手把手教你搭建神经网络（使用Vision Transformer进行图像分类）

Posted 2021-05-23 羽峰码字

tags:

篇首语：本文由小常识网(cha138.com)小编为大家整理，主要介绍了手把手教你搭建神经网络（使用Vision Transformer进行图像分类）相关的知识，希望对你有一定的参考价值。

大家好，我是羽峰，今天要和大家分享的是一个基于Vision Transformer的图像分类研究。文章会把整个代码进行分割讲解，完整看完，相信你一定会有所收获。

欢迎关注“羽峰码字”

1. 介绍

本示例实现了Alexey Dosovitskiy等人的 Vision Transformer (ViT) 模型。

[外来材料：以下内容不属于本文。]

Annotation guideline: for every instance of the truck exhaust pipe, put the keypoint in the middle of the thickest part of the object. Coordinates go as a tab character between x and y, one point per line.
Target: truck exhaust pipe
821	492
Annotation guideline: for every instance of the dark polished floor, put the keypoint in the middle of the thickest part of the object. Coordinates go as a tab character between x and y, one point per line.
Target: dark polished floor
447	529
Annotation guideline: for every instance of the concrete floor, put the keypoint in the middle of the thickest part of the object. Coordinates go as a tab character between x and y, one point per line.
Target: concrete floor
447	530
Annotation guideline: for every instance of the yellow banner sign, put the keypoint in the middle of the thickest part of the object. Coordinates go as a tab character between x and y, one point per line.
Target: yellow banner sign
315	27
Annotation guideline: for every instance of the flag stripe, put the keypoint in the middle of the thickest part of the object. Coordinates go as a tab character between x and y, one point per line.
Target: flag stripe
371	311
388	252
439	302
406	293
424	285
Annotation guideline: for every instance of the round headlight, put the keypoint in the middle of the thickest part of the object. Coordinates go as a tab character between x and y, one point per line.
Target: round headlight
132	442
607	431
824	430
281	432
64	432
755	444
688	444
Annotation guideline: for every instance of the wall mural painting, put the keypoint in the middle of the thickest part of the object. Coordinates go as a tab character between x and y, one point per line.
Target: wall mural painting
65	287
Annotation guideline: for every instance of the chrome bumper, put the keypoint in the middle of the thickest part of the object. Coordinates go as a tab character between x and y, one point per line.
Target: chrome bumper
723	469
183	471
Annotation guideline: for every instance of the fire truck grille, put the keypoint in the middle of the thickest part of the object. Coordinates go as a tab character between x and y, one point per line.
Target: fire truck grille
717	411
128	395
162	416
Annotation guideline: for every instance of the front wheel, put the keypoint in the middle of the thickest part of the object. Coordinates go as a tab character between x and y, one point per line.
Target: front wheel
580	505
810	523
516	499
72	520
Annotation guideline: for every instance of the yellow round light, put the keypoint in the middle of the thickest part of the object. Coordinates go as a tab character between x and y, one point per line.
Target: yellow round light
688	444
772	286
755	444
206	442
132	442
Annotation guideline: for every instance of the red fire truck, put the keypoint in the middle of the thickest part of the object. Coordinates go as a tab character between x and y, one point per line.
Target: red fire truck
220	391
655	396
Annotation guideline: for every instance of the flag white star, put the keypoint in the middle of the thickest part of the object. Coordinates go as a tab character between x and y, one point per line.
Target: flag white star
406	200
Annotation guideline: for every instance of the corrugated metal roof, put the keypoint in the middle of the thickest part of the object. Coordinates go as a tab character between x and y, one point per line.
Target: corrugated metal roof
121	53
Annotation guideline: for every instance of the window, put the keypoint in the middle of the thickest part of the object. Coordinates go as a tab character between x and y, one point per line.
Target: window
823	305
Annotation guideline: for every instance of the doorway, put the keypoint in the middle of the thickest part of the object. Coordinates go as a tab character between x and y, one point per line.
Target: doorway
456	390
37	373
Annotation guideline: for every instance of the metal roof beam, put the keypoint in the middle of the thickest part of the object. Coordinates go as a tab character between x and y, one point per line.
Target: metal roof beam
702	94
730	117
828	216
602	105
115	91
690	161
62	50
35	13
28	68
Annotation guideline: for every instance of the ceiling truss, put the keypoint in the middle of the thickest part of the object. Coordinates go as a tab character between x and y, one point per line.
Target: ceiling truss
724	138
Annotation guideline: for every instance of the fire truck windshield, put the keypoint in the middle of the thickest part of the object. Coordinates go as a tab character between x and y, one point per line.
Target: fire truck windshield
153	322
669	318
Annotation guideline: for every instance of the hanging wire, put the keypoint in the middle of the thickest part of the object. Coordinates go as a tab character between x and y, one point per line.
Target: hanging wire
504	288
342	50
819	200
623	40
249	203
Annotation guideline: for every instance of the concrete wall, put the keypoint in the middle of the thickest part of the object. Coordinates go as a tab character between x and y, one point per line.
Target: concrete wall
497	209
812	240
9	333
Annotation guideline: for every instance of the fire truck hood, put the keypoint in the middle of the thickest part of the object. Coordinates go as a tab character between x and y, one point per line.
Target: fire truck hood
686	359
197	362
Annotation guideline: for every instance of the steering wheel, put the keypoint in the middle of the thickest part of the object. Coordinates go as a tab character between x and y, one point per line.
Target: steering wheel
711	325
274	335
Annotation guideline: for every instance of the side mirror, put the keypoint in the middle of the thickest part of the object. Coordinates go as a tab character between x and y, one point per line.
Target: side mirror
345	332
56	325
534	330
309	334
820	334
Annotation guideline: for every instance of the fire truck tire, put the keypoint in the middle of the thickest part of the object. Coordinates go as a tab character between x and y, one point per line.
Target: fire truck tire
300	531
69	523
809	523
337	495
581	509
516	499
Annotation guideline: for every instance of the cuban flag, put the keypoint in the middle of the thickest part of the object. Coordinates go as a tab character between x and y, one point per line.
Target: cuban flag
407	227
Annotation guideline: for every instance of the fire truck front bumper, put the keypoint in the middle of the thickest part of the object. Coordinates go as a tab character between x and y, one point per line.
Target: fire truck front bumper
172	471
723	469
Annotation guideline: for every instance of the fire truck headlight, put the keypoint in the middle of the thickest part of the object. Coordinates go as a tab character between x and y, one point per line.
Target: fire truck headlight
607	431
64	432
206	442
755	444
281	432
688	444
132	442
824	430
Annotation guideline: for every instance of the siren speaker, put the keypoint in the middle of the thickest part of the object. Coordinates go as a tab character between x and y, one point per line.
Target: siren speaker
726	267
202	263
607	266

该模型主要功能是进行图像分类，使用CIFAR-100数据集进行复现。 ViT模型可将Transformer体系结构自觉地应用于图像补丁序列，而无需使用卷积层。

此示例需要TensorFlow 2.4或更高版本以及TensorFlow Addons，可以使用以下命令进行安装：

pip install -U tensorflow-addons

2. 前期准备

2.1 一些基本API

import numpy as np
import tensorflow as tf
from tensorflow import keras
from tensorflow.keras import layers
import tensorflow_addons as tfa

2.2 一些超参数的配置

learning_rate = 0.001
weight_decay = 0.0001
batch_size = 256
num_epochs = 100
image_size = 72  # We'll resize input images to this size
patch_size = 6  # Size of the patches to be extract from the input images
num_patches = (image_size // patch_size) ** 2
projection_dim = 64
num_heads = 4
transformer_units = [
    projection_dim * 2,
    projection_dim,
]  # Size of the transformer layers
transformer_layers = 8
mlp_head_units = [2048, 1024]  # Size of the dense layers of the final classifier

3. 数据

3.1 准备数据

num_classes = 100
input_shape = (32, 32, 3)

(x_train, y_train), (x_test, y_test) = keras.datasets.cifar100.load_data()

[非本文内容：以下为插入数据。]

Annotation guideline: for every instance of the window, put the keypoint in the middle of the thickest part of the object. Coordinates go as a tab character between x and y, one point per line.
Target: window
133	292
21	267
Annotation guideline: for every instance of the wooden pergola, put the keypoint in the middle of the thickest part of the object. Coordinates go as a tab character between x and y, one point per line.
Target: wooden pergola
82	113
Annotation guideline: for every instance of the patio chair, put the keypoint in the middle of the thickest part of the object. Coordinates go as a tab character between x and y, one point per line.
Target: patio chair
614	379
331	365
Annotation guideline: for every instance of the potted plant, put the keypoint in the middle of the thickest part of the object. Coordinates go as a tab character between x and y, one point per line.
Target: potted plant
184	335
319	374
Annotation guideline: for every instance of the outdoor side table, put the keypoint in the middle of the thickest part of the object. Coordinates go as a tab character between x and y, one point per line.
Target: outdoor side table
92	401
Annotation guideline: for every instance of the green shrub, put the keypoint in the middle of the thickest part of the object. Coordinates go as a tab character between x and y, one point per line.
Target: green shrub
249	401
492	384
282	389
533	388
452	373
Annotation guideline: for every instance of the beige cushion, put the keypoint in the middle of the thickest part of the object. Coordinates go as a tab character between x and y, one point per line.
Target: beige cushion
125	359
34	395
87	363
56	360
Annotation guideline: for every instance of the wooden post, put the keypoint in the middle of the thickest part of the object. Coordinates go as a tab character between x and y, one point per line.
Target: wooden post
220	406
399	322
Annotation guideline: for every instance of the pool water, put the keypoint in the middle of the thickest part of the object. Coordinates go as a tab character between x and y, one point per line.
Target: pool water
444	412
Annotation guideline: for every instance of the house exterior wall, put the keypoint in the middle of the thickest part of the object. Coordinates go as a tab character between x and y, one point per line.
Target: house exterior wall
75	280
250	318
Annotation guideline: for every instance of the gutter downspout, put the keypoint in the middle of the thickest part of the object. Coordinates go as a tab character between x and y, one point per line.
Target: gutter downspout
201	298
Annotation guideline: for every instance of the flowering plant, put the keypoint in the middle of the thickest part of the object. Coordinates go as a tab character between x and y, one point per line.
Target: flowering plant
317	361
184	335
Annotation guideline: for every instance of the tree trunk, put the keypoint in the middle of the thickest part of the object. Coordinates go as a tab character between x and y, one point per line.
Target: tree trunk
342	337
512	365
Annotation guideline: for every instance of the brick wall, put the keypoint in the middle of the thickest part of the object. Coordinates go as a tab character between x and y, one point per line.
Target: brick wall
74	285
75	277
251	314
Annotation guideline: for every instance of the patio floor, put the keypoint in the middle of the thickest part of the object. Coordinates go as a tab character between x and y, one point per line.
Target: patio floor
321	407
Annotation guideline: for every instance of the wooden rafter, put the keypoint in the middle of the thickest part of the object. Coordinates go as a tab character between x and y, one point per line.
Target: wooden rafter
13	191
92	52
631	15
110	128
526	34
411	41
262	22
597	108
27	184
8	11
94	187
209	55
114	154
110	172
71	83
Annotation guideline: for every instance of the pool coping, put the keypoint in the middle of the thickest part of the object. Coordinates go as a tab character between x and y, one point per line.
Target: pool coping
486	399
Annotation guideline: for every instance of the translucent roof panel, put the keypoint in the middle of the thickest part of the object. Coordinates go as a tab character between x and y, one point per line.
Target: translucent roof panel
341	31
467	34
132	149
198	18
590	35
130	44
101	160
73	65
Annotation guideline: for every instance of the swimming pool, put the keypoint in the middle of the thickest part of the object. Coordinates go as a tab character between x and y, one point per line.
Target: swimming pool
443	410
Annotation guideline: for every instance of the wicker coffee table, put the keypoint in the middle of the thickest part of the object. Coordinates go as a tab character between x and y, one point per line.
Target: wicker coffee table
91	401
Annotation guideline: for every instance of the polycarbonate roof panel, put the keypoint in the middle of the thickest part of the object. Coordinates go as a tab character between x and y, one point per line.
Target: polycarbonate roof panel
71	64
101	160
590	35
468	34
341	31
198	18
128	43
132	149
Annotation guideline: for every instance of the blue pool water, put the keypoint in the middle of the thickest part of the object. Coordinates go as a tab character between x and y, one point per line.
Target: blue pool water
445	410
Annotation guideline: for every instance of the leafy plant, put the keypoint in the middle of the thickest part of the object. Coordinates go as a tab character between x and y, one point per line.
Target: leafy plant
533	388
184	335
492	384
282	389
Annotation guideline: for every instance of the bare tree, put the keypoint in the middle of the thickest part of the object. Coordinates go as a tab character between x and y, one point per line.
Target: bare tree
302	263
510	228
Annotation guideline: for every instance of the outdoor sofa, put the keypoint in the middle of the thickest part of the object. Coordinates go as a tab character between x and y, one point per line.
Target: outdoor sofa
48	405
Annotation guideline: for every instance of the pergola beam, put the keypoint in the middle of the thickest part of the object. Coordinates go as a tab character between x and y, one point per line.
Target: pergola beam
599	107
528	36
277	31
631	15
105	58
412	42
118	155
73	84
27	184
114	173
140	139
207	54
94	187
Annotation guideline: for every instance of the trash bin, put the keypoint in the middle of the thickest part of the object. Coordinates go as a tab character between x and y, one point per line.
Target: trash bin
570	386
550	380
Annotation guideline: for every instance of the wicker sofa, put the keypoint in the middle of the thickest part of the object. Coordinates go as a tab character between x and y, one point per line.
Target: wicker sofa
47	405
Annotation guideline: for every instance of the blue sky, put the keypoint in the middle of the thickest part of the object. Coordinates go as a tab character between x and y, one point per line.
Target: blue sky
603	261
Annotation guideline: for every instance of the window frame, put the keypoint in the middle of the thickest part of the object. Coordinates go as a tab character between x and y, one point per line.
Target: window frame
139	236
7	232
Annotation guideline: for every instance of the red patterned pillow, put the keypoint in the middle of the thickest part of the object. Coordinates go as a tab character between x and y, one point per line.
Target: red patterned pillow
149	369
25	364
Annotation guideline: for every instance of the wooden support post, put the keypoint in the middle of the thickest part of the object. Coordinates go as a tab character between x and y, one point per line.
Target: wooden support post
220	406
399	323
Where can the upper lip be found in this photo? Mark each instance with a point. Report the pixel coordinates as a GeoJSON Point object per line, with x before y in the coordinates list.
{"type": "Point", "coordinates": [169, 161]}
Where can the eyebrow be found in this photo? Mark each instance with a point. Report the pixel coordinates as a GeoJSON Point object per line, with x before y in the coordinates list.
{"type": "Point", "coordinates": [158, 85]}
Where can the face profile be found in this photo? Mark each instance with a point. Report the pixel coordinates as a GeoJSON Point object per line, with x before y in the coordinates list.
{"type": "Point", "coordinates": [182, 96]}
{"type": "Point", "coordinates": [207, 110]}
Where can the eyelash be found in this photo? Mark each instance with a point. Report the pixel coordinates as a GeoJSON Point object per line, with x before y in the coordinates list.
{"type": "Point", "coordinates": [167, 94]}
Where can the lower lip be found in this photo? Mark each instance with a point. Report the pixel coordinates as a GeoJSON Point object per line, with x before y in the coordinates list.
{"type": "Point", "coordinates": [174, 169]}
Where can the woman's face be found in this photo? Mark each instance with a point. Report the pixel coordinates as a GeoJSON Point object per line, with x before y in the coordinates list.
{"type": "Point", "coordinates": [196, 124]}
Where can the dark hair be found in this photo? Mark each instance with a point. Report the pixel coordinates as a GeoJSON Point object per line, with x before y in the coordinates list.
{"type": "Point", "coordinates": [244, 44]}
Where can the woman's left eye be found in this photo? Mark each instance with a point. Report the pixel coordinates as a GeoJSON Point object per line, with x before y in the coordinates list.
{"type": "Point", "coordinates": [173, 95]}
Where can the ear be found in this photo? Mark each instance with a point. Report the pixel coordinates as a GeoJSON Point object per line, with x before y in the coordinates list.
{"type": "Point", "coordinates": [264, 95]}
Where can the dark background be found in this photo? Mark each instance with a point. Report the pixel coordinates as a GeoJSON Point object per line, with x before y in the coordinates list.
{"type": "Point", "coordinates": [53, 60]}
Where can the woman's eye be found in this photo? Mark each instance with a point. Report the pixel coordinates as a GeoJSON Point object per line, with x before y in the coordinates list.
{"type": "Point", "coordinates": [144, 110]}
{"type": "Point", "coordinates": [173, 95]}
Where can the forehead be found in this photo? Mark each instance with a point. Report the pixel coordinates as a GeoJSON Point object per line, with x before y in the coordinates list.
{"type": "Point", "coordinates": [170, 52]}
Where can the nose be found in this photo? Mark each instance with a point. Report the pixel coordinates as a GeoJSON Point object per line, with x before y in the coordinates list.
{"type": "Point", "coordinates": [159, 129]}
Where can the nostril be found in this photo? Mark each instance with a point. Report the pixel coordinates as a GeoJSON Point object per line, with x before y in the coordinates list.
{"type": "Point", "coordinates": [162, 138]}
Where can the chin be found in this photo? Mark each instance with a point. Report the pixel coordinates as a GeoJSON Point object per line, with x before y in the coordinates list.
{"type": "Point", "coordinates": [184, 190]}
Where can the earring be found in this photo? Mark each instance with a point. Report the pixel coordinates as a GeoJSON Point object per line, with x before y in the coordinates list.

print(f"x_train shape: {x_train.shape} - y_train shape: {y_train.shape}")
print(f"x_test shape: {x_test.shape} - y_test shape: {y_test.shape}")

x_train shape: (50000, 32, 32, 3) - y_train shape: (50000, 1)
x_test shape: (10000, 32, 32, 3) - y_test shape: (10000, 1)

3.2 数据扩充

data_augmentation = keras.Sequential(
    [
        layers.experimental.preprocessing.Normalization(),
        layers.experimental.preprocessing.Resizing(image_size, image_size),
        layers.experimental.preprocessing.RandomFlip("horizontal"),
        layers.experimental.preprocessing.RandomRotation(factor=0.02),
        layers.experimental.preprocessing.RandomZoom(
            height_factor=0.2, width_factor=0.2
        ),
    ],
    name="data_augmentation",
)
# Compute the mean and the variance of the training data for normalization.
data_augmentation.layers[0].adapt(x_train)

4. 多层感知器（MLP）

def mlp(x, hidden_units, dropout_rate):
    for units in hidden_units:
        x = layers.Dense(units, activation=tf.nn.gelu)(x)
        x = layers.Dropout(dropout_rate)(x)
    return x

5. 将patch创建实施为一层

class Patches(layers.Layer):
    def __init__(self, patch_size):
        super(Patches, self).__init__()
        self.patch_size = patch_size

    def call(self, images):
        batch_size = tf.shape(images)[0]
        patches = tf.image.extract_patches(
            images=images,
            sizes=[1, self.patch_size, self.patch_size, 1],
            strides=[1, self.patch_size, self.patch_size, 1],
            rates=[1, 1, 1, 1],
            padding="VALID",
        )
        patch_dims = patches.shape[-1]
        patches = tf.reshape(patches, [batch_size, -1, patch_dims])
        return patches

让我们显示示例图像的patch

import matplotlib.pyplot as plt

plt.figure(figsize=(4, 4))
image = x_train[np.random.choice(range(x_train.shape[0]))]
plt.imshow(image.astype("uint8"))
plt.axis("off")

resized_image = tf.image.resize(
    tf.convert_to_tensor([image]), size=(image_size, image_size)
)
patches = Patches(patch_size)(resized_image)
print(f"Image size: {image_size} X {image_size}")
print(f"Patch size: {patch_size} X {patch_size}")
print(f"Patches per image: {patches.shape[1]}")
print(f"Elements per patch: {patches.shape[-1]}")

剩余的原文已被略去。